Expertengespräch mit Staatssekretär Freller

Expertengespräch mit Staatssekretär Freller

Auf Einladung der JU Neustadt, Tirschenreuth und Weiden kam Staatssekretär Freller zu einem Expertengespräch nach Windischeschenbach. Bildung ist und muss das wichtigste Thema der Gesellschaft sein. Die Antwort auf die Herausforderungen durch die Globalisierung muss eine solidarische Leistungsgesellschaft sein. Dass dabei die Schule eine wesentliche Rolle spielt, darüber waren sich alle Teilnehmer dieses Expertengesprächs in der Grund- und Hauptschule einig.

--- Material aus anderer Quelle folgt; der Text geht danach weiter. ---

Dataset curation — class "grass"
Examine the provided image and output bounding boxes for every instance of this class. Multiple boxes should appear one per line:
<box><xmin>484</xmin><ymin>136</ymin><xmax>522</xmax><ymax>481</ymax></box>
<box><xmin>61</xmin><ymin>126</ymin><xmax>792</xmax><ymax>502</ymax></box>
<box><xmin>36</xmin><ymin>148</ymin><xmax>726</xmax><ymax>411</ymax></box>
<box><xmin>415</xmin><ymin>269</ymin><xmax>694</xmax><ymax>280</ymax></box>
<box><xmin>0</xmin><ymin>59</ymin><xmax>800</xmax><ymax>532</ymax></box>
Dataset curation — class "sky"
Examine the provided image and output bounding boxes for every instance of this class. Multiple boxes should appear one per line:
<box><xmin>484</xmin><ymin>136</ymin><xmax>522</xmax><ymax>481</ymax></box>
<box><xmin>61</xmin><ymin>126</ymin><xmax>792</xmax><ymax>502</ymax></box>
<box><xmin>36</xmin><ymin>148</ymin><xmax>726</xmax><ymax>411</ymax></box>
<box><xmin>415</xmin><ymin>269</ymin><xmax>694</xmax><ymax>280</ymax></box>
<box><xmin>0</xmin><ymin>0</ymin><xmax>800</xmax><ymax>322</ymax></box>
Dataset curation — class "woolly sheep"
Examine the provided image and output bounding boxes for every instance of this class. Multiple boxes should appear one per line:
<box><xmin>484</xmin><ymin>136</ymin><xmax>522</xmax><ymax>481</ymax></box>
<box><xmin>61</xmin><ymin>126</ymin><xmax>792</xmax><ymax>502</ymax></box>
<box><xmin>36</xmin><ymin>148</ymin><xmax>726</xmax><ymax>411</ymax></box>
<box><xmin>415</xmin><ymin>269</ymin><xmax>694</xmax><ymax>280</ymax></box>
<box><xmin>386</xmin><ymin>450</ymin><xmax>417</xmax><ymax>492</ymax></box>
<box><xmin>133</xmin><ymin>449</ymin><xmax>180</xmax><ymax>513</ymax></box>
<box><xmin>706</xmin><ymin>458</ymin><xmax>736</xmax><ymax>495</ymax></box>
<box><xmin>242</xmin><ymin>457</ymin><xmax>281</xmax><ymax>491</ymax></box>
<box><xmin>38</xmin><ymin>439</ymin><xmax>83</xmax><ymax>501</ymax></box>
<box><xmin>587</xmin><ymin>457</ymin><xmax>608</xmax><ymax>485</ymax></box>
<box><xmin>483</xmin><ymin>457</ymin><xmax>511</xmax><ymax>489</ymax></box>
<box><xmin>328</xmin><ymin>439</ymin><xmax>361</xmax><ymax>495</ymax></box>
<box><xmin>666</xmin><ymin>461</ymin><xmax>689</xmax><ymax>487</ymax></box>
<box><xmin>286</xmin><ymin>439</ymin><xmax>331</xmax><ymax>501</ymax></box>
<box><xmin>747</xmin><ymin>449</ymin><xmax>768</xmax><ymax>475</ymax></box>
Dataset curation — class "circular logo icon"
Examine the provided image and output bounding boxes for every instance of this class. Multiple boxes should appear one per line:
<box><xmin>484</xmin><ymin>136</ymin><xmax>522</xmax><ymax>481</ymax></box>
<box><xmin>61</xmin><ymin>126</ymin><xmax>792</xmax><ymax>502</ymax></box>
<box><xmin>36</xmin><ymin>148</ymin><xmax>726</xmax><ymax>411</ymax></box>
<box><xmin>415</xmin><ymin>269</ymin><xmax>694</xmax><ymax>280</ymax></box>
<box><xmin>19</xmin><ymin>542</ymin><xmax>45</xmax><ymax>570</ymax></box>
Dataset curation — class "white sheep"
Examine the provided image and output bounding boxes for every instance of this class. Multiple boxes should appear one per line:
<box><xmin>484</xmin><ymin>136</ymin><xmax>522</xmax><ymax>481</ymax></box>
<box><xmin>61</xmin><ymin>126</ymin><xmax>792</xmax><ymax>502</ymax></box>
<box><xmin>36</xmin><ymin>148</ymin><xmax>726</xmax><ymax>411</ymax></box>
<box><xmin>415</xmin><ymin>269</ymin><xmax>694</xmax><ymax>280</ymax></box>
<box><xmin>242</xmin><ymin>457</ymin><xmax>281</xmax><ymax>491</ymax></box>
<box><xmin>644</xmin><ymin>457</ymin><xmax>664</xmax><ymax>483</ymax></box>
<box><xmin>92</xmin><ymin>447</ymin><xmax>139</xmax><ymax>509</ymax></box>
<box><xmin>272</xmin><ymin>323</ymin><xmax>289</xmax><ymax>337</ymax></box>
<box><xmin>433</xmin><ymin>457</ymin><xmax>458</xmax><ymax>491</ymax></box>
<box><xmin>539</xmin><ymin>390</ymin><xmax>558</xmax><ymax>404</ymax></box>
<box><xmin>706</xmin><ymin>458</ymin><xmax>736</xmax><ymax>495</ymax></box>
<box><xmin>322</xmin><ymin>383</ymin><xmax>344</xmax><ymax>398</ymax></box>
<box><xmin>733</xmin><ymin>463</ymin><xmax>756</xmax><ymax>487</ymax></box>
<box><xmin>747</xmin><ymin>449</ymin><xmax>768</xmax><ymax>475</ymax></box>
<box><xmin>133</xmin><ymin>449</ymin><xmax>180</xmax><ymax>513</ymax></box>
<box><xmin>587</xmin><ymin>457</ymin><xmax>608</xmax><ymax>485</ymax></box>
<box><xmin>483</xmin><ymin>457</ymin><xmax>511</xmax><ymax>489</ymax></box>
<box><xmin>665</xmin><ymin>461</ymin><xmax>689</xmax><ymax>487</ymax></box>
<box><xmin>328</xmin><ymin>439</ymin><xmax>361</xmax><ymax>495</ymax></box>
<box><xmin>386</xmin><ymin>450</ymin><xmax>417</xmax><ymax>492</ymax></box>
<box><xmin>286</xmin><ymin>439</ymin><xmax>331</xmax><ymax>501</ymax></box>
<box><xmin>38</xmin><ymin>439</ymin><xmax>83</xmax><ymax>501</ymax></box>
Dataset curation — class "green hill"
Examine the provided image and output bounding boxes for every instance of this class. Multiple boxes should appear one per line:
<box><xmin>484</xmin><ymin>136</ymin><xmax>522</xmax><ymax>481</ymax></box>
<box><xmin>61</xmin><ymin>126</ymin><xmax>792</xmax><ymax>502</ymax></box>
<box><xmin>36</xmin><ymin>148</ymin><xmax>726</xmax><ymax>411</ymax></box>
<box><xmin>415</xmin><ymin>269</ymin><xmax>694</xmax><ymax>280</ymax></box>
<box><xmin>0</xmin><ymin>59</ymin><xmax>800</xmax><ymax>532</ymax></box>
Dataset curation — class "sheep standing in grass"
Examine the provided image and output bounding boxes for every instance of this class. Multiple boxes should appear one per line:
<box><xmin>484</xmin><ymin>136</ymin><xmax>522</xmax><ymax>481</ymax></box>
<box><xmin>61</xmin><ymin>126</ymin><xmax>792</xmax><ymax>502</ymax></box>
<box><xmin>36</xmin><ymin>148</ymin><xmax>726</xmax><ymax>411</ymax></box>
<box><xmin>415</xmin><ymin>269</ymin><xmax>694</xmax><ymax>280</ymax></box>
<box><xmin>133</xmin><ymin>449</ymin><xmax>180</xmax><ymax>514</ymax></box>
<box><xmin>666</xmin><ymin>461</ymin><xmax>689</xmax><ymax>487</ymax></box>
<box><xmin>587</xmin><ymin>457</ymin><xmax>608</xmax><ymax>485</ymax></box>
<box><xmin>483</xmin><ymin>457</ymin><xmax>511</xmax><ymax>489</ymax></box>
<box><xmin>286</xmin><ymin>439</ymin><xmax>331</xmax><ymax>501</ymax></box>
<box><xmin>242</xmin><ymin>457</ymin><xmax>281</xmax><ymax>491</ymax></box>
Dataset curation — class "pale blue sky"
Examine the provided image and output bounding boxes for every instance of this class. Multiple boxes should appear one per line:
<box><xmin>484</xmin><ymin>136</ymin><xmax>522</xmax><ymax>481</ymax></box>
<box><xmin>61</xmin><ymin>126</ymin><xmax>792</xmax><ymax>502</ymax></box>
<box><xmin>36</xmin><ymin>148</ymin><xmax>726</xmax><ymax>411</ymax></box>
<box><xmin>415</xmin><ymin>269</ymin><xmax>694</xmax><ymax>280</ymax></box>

Die Schule muss bei den jungen Menschen die notwendigen Voraussetzungen dafür schaffen, dass jeder seine Fähigkeiten, Kräfte und Ideen in die Gesellschaft einbringen kann. Auf Einladung der JU-Kreisverbände Neustadt, Tirschenreuth und Weiden war Kultus-Staatssekretär Karl Frelleram Donnerstag in die Schule gekommen, um mit den Rektoren Anton Sammet aus Windischeschenbach, Klaus Wendler aus Erbendorf sowei mit Lehrkräften und Politikern über den Stellenwert und die Zukunft von Bildung und Schule in Bayern zu diskutieren. Freller informierte über die Vorstellungen der Staatsregierung, während die Lehrkräfte mit vorhandenen Problemen und Forderungen nicht hinterm Berg hielten.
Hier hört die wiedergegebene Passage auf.